白質脳疾患は、脳の白質が変性・脱落することで起こります。代表的な疾患は多発性硬化症で、オリゴデンドロサイトの機能不全により髄鞘が破壊されます。他にも進行性多灘白質脳症、感染後脳炎、HIV脳炎などがあります。これらの疾患は視覚、運動、感覚、認知機能に多様な障害をもたらします。

白質とは

白質は大脳皮質や小脳半球の中心部・皮質下部に位置し、脳全体の約60%を占めます。MRIでは白く見えることからその名が付いています。血流は灰白質に比べて少なく、虚血に弱い特徴があります。主に連合線維、交連線維、皮質への入力・出力線維が含まれます。

視覚障害

白質疾患により、ぼやけた視界や複視、瞳孔反応の異常が生じることがあります。

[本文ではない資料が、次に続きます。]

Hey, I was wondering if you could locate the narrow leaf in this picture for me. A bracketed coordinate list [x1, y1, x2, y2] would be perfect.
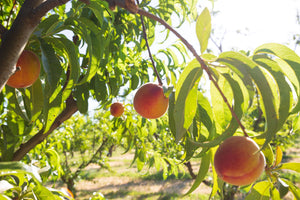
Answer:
[185, 151, 211, 195]
[174, 59, 203, 142]
[274, 146, 282, 166]
[196, 8, 211, 53]
[277, 163, 300, 173]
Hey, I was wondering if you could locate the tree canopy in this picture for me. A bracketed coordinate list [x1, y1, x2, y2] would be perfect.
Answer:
[0, 0, 300, 199]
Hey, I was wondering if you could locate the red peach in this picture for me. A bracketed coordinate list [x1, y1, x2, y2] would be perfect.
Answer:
[214, 136, 266, 186]
[110, 102, 124, 117]
[133, 83, 169, 119]
[6, 50, 41, 88]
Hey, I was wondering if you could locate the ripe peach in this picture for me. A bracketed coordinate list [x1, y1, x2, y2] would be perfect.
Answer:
[6, 50, 41, 88]
[214, 136, 266, 186]
[133, 83, 169, 119]
[110, 102, 124, 117]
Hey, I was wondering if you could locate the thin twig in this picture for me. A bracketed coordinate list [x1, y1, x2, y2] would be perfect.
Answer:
[6, 0, 17, 28]
[137, 8, 248, 137]
[0, 24, 7, 38]
[136, 0, 163, 85]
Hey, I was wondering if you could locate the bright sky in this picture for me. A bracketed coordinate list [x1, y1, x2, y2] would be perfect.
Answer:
[212, 0, 300, 52]
[154, 0, 300, 55]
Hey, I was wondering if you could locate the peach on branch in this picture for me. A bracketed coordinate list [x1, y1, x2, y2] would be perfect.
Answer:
[214, 136, 266, 186]
[110, 102, 124, 117]
[6, 50, 41, 88]
[133, 83, 169, 119]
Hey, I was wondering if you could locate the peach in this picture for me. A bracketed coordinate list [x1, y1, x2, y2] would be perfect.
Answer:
[214, 136, 266, 186]
[133, 83, 169, 119]
[110, 102, 124, 117]
[6, 50, 41, 88]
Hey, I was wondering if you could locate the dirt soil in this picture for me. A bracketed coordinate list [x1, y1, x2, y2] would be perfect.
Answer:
[76, 148, 300, 200]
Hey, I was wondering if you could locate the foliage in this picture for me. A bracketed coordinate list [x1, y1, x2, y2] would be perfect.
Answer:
[0, 0, 300, 199]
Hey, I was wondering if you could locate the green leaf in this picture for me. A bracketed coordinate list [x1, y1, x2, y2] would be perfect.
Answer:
[218, 52, 278, 149]
[185, 151, 211, 195]
[168, 92, 176, 137]
[6, 86, 30, 122]
[190, 70, 244, 148]
[86, 0, 104, 26]
[254, 43, 300, 113]
[73, 83, 90, 113]
[174, 59, 203, 143]
[277, 162, 300, 173]
[277, 178, 289, 199]
[283, 179, 300, 200]
[0, 162, 41, 182]
[29, 79, 44, 121]
[245, 181, 272, 200]
[39, 38, 62, 92]
[94, 74, 108, 101]
[253, 55, 293, 132]
[274, 146, 282, 166]
[35, 14, 62, 36]
[196, 8, 211, 53]
[210, 73, 233, 129]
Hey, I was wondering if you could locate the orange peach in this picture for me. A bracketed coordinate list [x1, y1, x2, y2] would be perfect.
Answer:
[214, 136, 266, 186]
[110, 102, 124, 117]
[133, 83, 169, 119]
[6, 50, 41, 88]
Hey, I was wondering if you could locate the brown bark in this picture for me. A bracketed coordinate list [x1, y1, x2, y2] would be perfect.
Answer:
[12, 96, 78, 161]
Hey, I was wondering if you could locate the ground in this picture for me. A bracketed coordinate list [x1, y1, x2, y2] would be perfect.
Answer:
[71, 145, 300, 200]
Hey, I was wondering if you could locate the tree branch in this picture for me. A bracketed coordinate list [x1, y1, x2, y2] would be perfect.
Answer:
[137, 0, 163, 85]
[32, 0, 70, 19]
[0, 0, 89, 92]
[12, 96, 78, 161]
[137, 8, 248, 136]
[0, 24, 7, 38]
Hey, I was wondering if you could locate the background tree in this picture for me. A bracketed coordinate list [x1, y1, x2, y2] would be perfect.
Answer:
[0, 0, 300, 199]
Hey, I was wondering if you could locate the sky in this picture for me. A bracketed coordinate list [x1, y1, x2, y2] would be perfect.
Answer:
[154, 0, 300, 54]
[91, 0, 300, 111]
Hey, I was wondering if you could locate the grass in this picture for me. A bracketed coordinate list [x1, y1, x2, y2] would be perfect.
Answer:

また、眼球運動の協調が取れず、ぎくしゃくした動きになることも報告されています。

運動障害

筋力低下や筋萎縮、部分的または全身の麻痺、筋硬直、痙攣、足の不随意運動、協調障害、四肢の動きが遅くなる・引きずる、姿勢保持の困難など、さまざまな運動症状が現れます。

感覚障害

感覚障害としては、しびれ、チクチク感や振動感、感覚消失、原因不明の疼痛、四肢の位置感覚喪失などが挙げられます。

認知・精神障害

記憶障害(短期・長期)、語彙検索の遅延、発話障害、うつや気分変動、不安、睡眠障害、倦怠感、言語理解・産出の障害など、認知機能全般に影響が及びます。